Recensão de Manuel Portela aos espetáculos "My Inner Mind" e "Nano T"
MIM (lembrando-me de)NANO T: uma memória pós-teatro após o teatro
Dedicado a Mário Montenegro e a Alexandre Lemos.
MIM, acrónimo de My Inner Mind, é um espetáculo que sugere uma viagem à mente humana criando uma analogia entre o percurso feito dentro do edifício da Faculdade de Medicina da Universidade de Coimbra e um possível percurso pelo interior da mente e das estruturas cerebrais que a produzem. Todavia, átrios, corredores, escadarias, sala de reuniões, laboratório e anfiteatro – os vários espaços por onde atores, músicos e espetadores transitam – não são apenas etapas da viagem correspondentes a áreas e funções cerebrais. São também espaços que representam agentes e práticas concretas de conhecimento científico. Inicialmente, os espetadores foram levados a vestir uma bata branca de laboratório, tomando assim consciência do papel do investigador como agente produtor de um certo modo de conhecimento. O espaço funcional do Centro de Neurociências e Biologia Celular da UC desdobra-se no espaço de representação teatralizada da ciência.
Quem conhecer o trabalho anterior da marionet, reconhece de imediato o seu método criativo: não se trata de tematizar verbalmente a ciência no teatro, isto é, de fazer com que as personagens falem de ideias e conceitos científicos, mas de fazer com que as próprias ideias e conceitos se materializem na forma do espetáculo – na espacialização da cena, nos movimentos dos atores, nos usos da luz e do som, nos papéis relativos de espetadores e elementos da cena. A inscrição da cena num espaço de produção de ciência decorre de um modo particular de escrever a cena, fazendo com que os objetos e os espaços do centro de investigação possam ser habitados como lugares de teatralização e, ao mesmo tempo, seja possível inscrever nesses espaços – através de textos, imagens, projeções, luzes – as camadas de sentido específicas deste espetáculo. A estratégia é, de certo modo, de contaminação mútua: contaminar o espaço e a prática da ciência com o espaço e a prática do teatro, e vice-versa.
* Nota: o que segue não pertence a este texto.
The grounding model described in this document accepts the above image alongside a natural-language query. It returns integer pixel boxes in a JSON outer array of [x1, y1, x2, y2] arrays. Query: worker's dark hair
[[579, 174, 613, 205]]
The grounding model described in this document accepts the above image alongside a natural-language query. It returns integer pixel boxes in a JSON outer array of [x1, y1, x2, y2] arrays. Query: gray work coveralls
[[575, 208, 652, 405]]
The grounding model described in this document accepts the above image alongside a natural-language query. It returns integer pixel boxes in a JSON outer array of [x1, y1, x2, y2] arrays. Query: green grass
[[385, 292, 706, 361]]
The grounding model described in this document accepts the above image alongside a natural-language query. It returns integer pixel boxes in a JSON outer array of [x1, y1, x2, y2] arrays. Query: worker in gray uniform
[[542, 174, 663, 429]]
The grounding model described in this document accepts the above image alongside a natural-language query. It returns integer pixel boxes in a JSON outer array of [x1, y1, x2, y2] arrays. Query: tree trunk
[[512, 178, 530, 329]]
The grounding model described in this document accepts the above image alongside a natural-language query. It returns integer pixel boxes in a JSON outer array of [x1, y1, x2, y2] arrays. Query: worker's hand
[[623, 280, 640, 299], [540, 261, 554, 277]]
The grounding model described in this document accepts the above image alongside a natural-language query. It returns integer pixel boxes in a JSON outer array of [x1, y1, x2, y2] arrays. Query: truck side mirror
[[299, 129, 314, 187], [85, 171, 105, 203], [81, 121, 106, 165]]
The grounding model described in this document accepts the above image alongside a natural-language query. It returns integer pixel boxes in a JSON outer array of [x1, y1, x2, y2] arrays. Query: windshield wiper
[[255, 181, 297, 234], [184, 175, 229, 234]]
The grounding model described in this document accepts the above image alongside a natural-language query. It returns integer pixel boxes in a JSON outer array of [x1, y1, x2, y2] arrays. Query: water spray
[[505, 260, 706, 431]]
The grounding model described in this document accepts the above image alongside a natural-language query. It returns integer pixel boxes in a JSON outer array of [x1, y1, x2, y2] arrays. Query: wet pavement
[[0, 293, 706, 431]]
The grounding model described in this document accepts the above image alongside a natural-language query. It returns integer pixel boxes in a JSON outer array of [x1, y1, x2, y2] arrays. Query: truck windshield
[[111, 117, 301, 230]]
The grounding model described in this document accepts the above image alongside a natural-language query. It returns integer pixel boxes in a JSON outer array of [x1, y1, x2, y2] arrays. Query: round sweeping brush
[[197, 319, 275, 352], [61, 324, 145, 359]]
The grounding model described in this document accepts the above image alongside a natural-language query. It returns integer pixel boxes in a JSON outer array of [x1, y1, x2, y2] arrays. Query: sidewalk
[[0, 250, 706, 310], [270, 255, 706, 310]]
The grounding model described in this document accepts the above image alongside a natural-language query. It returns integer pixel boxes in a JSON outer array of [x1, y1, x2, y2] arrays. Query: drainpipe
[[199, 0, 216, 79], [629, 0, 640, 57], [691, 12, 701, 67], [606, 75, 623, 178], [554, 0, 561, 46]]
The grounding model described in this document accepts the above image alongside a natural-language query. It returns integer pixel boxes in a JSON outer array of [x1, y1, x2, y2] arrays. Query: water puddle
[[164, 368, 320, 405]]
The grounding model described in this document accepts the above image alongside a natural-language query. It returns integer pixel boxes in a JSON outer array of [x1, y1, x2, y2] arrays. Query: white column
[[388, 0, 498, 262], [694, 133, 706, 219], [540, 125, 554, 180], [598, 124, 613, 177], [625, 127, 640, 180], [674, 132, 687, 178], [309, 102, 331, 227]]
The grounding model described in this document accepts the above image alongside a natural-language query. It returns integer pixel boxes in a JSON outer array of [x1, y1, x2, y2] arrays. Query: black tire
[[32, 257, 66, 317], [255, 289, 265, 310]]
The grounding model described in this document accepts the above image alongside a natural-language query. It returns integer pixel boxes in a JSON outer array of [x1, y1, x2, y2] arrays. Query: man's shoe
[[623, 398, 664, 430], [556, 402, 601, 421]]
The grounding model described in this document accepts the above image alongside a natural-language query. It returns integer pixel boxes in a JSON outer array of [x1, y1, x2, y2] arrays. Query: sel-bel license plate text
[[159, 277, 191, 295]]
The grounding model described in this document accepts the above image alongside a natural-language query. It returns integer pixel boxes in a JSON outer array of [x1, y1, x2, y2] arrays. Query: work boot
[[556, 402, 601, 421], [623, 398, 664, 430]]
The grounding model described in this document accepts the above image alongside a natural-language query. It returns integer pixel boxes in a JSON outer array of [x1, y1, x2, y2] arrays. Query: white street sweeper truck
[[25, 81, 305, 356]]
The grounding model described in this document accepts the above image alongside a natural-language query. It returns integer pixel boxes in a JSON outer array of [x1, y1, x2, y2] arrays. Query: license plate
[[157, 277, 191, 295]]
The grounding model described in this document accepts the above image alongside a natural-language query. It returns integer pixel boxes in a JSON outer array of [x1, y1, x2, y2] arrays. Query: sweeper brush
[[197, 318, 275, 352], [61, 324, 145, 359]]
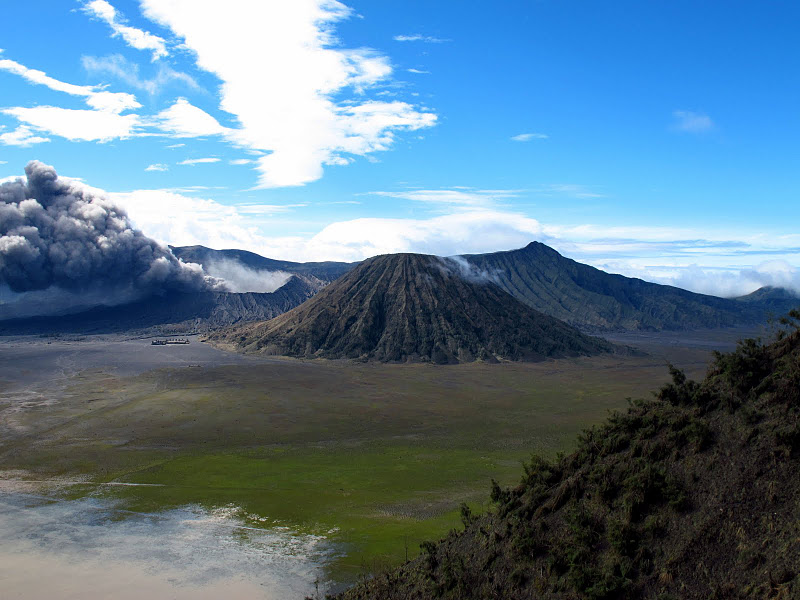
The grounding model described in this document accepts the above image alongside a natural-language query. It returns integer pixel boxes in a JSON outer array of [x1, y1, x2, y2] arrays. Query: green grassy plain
[[0, 350, 708, 580]]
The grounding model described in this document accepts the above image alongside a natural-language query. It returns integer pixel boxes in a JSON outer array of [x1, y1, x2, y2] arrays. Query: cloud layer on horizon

Uma dessas camadas de sentido diz respeito à memória como produto do funcionamento cerebral, e aos processos de esquecimento e lembrança que dependem desse funcionamento. E é justamente no jogo com a capacidade de os espetadores memorizarem o espetáculo enquanto assistem a ele (ou quando sobre ele escrevem, como faço agora) que MIM se torna autorreflexivo, fazendo com que a estrutura do seu desenrolar seja ao mesmo tempo uma montagem de vários tipos de recordações de múltiplos sujeitos (incluindo as dos atores e dos investigadores que estudam o cérebro e a memória) e um exercício que obriga o espetador a tornar-se consciente do modo como a sua memória vai guardando a experiência de atravessar o arquivo de memórias em que o espetáculo transformou o edifício. A possibilidade dada ao espetador de usar próteses da memória – como a câmara de fotografar e de filmar durante o percurso do espetáculo – é uma outra estratégia para reforçar essa experiência da natureza e dos limites da memória. Num certo sentido, MIM poderia ser descrito como um teste clínico sobre a memória feito com recurso a um protocolo teatral. Por outras palavras, o método da marionet parodia também o método da ciência.
O principal dispositivo na recriação do funcionamento da memória (e portanto daquilo que no cérebro garante a continuidade de um eu autobiográfico como pulsar da mente consciente) é o jogo entre a luz e o escuro ao longo de toda a Via Cerebral. As pequenas cenas que se vão iluminando nas várias estações do percurso são entrecortadas por hiatos de penumbra, como se através destas constantes interrupções se recriassem os fluxos de transmissão entre neurónios que sustentam os padrões de perceção, consciência e memória. Como se medissem as variações no fluxo de oxigenação das zonas cerebrais mais ativas, os espetadores são tomografadores que vão fatiando as recordações geradas pela mente dos atores – recordações que lhes serviram de ponto de partida para escreverem os textos e que agora são ativadas enquanto textos e movimentos memorizados, cujo arquivo os seus hemisférios cerebrais processam em palavras e movimentos capazes de gerar a ação que constitui a representação teatral. Os espetadores, por seu turno, veem as recordações encenadas e os espaços reais a tomar forma diante de si como se visitassem uma mente alheia e, ao mesmo tempo, sentem o processo através do qual a sua própria mente vai gerando recordações daquilo que acabam de percecionar.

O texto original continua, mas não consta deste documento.